The isoprenoids farnesylfpp and geranylgeranylpyrophosphate fpp and ggpp are two major lipid intermediates in the mevalonate pathway. Ggti297 is a potent, cellpermeable, and selective peptidomimetic inhibitor of ggtase i compared to farnesyl transferase ftase. The drugs inhibit farnesylation of a wide range of target proteins, including ras. The initial lead for the discovery of lonafarnib 16, a farnesyl transferase inhibitor of mutated ras protein, was identified by bishop and his colleagues from our library of compounds, which contained a large number of loratadine analogs. R115777 tipifarnib, zarnestra is a farnesyl transferase inhibitor that blocks the farnesylation of proteins involved in signal transduction pathways critical for cell proliferation and survival. Tau inclusions are a shared feature of many neurodegenerative conditions and tau mutations lead to frontotemporal dementia. Searching for the elusive targets of farnesyltransferase. Farnesyl transferase inhibitor resistance probed by target. Phase ii study of the farnesyl transferase inhibitor. Three mammalian nuclear lamin proteins, lamin b1, lamin b2 and the lamin a precursor, prelamin a, undergo canonical farnesylation and processing at caax motifs. Farnesyl transferase and geranylgeranyl transferase catalyze the attachment of a farnesyl or geranylgeranyl isoprenoid to a. Barceloneic acid a, a new farnesylprotein transferase. Open access effect of a farnesyl transferase inhibitor.

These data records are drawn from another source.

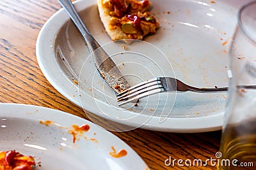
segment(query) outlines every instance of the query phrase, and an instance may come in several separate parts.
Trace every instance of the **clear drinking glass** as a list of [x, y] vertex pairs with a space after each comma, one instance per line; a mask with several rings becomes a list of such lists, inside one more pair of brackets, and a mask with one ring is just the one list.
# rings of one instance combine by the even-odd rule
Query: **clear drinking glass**
[[256, 1], [238, 13], [230, 50], [228, 99], [223, 127], [220, 169], [256, 169]]

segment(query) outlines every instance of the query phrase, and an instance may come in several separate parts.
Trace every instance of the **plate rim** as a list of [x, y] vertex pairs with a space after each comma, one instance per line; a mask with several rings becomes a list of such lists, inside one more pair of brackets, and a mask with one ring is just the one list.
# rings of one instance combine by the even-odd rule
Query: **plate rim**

The cytosolic glutathione stransferases comprise a pivotal enzyme system protecting the cell from. Pilot study of lonafarnib, a farnesyl transferase inhibitor, in patients with chronic myeloid leukemia in the chronic or accelerated phase that is resistant or refractory to imatinib therapy. L778,123, an inhibitor of fptase and ggptasei, was developed in part because it can completely inhibit kiras prenylation. Glutathione stransferases of the bovine retina ncbi.